When a colleague tries to open attachments in her email (Outlook 2003 talking to an Exchange 2007 server) they take ages to open. The files are relatively small, all less than 1MB.

We've tried creating a new Windows profile for the user and tried creating new Outlook profiles, however that hasn't made any difference.

And we've tried accessing her account from someone else's PC, and the attachments open immediately there.

The only thing that might provide a clue is that Process Monitor shows Outlook on her PC trying to write the file to a folder within the user's "Temporary Internet Files" folder with FAST I/O DISALLOWED errors. Can't find a lot of useful information on that message online though.

What causes the FAST I/O DISALLOWED errors?

And would that make opening attachments so incredibly slow that opening a < 1MB file can take a matter of minutes?

UPDATE: Discovered that this isn't just an issue with Outlook. Other files being accessed over the network show the same FAST I/O DISALLOWED errors in Process Monitor. The problem is just more noticeable with Outlook, because although other applications take a while to open files it isn't a matter of minutes.

  • Does this system happen to have an external hard drive attached?
    – Dave M
    Jan 21, 2010 at 13:09
  • No the user doesn't have any external drives. Jan 21, 2010 at 14:42

5 Answers 5


FAST I/O DISALLOWED just means that a process is trying to access file data and the system doesn't have that data cached.

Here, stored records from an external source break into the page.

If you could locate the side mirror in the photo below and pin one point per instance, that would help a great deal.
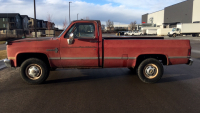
(71, 39)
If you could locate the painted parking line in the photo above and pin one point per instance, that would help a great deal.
(195, 51)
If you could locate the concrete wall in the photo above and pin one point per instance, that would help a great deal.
(158, 17)
(196, 11)
(144, 18)
(181, 12)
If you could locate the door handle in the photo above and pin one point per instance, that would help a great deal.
(94, 41)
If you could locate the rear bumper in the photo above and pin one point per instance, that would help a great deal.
(190, 62)
(7, 63)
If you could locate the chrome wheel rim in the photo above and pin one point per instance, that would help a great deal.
(150, 71)
(33, 71)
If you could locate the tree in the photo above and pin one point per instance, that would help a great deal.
(64, 24)
(49, 19)
(132, 25)
(110, 24)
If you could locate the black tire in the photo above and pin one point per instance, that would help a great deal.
(38, 67)
(174, 35)
(150, 70)
(53, 69)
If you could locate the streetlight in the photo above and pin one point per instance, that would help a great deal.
(35, 19)
(69, 12)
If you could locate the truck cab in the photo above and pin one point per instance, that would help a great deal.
(174, 32)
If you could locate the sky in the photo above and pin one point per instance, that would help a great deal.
(118, 11)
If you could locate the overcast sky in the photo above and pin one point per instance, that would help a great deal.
(122, 11)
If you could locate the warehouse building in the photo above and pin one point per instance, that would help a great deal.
(184, 12)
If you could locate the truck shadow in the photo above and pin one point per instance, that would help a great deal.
(79, 75)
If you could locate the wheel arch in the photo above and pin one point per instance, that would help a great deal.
(21, 57)
(161, 57)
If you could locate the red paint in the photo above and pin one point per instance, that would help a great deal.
(93, 53)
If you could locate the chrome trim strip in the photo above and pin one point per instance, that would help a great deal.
(179, 57)
(119, 58)
(88, 58)
(78, 58)
(54, 58)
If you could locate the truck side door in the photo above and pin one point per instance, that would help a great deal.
(83, 51)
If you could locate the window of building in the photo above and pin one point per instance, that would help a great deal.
(82, 31)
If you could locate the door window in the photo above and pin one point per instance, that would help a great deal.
(82, 30)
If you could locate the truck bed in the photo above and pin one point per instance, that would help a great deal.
(124, 51)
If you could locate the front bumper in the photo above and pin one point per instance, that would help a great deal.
(7, 62)
(190, 62)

It's documented quite extensively in the fourth edition of Windows Internals by Mark Russinovich and David Solomon.

So in relation to the problem we were having it makes sense to see these FAST I/O DISALLOWED errors because the data wouldn't likely be cached.

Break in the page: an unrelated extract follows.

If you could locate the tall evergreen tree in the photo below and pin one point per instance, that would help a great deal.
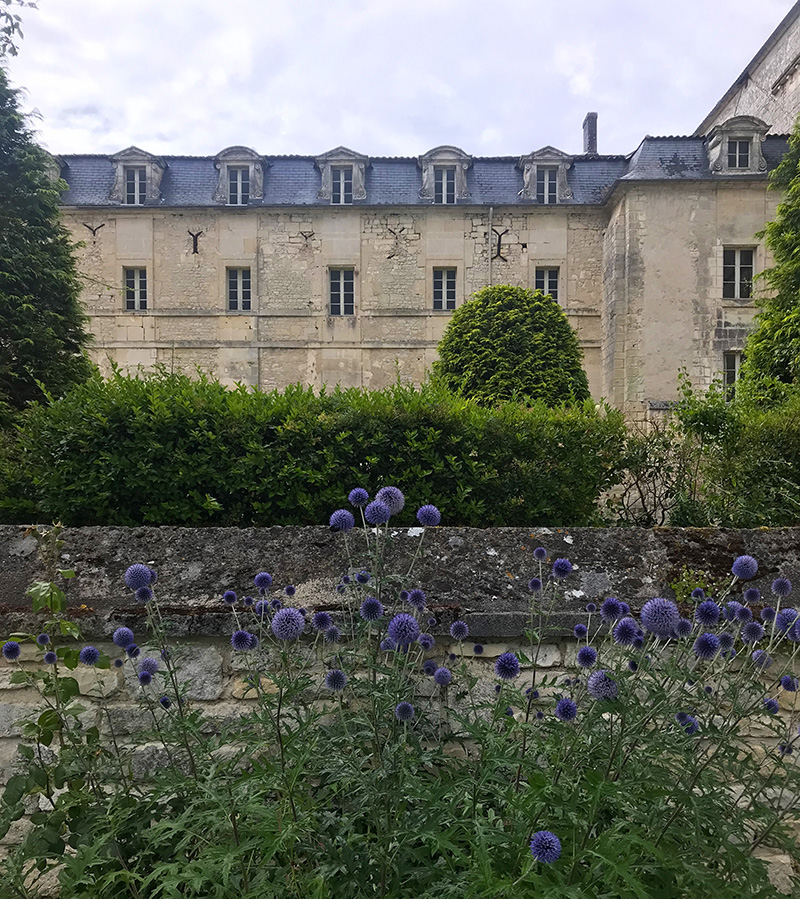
(42, 327)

We never managed to work out exactly what was causing the issues with the attachments.

  • at sysinternals (aka Mark Russinovich et al, now part of Microsoft, they make procmon) forum I found something that looks like a different answer though, see my reply below (couldn't fit in a comment) Jul 16, 2015 at 10:12

The items listed here will generally clear up workstation-specific Outlook issues. The short list is:

  • Insufficient computer specifications
  • The latest service pack for Outlook 2007 not installed
  • Large Personal Folders files (.pst) or Offline Folder files (.ost)
  • Outlook .ost files or .pst files that are stored on a drive with insufficient write performance
  • Third-party add-ins
  • Gadgets that access Outlook data (This only applies to Windows Vista)
  • Microsoft Office Communicator integration
  • Antivirus software interaction
  • Windows Desktop Search indexing
  • Incomplete closure of .pst files or .ost files
  • POP3 accounts on Windows Vista clients
  • Many Really Simple Syndication (RSS) feeds
  • To-Do Bar and Online mode with Exchange server

Tho this may be the kind of issue where you'll get better answers on SU, I haven't had my coffee yet.

  • 1
    Antivirus is the most likely culprit from my experience. Does the user have an antivirus product or installation that is different to the rest of the organisation? Jan 21, 2010 at 22:21
  • Went through this list. Computer specs okay. Outlook updated with latest service pack. No PST or OST files, addins, gadgets, or desktop search tools. No RSS feeds. Using same anti-virus software (which is up to date) as everyone else, which doesn't show any particularly noticeable change in activity when opening attachments anyway. And don't think it can be a server problem since the same attachments can be accessed okay on other PCs. Jan 21, 2010 at 22:54

at http://forum.sysinternals.com/what-is-fast-io-disallowed_topic23154.html is says:

It's benign but the explanation is a bit long.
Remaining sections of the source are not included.